Avid Qui Notes readers may recall that we have previously blogged about this case. The relator alleged that defendants had fraudulently obtained a patent for the drug Apriso, which enabled defendants to charge unlawfully inflated monopoly prices, including to government-funded health care programs in violation of the FCA. The Court of Appeals for the Ninth Circuit had previously ruled that the FCA's public disclosure bar did not apply. United States ex rel. Silbersher v. Valeant Pharmaceuticals Int'l, Inc., 89 F.4th 1154 (9th Cir. 2024), amending and superseding 76 F.4th 843 (9th Cir. 2023). Following the Ninth Circuit's decision, relator filed the SAC and defendants moved to dismiss.

The district court granted the dismissal under Fed. R. Civ.

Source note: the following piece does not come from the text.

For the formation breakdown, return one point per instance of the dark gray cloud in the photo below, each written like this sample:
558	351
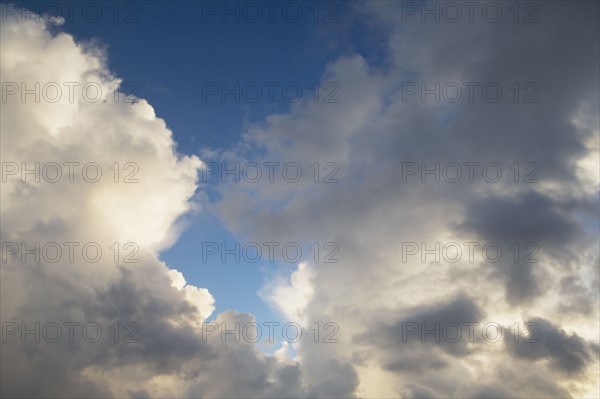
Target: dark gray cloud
568	353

P. 9(b), finding the SAC replete with examples of relator "lump[ing]" defendants together "as a whole and without differentiation." The court ruled that relator's group pleading made it "impossible for defendants to know from these and the rest of the complaint's allegations the role each of them is said to have played in the alleged fraudulent scheme." The court also found that the SAC's "boilerplate assertions of concerted activity" fell short of the mark under Rule 9(b) because the SAC failed to provide a factual basis to support those assertions, including "spell[ing] out 'each [defendant's]' alleged participation in the fraudulent scheme." Finally, the court rejected relator's attempt to cure these deficiencies through "a barrage of extrinsic evidence" that invited the court to "look outside the SAC and make multiple inferences." In so doing, the court concluded: "[Relator] misunderstands his pleading obligations. It is for him as plaintiff to plausibly allege the facts and claims ... [h]e may not drop the ball on this requirement and then ask the Court or defendants to pick it up for him." Because the court "cannot say at this point that [relator] has no hope of fixing his complaint," it dismissed the SAC with leave to amend.

The district court's decision highlights the importance of Rule 9(b) as a gating mechanism in FCA cases to weed out those multi-defendant cases where relators have inappropriately grouped all defendants together without alleging facts as to how each participated in the purported fraudulent scheme. We will continue to monitor this case and other FCA cases addressing alleged pleading deficiencies under Rule 9(b).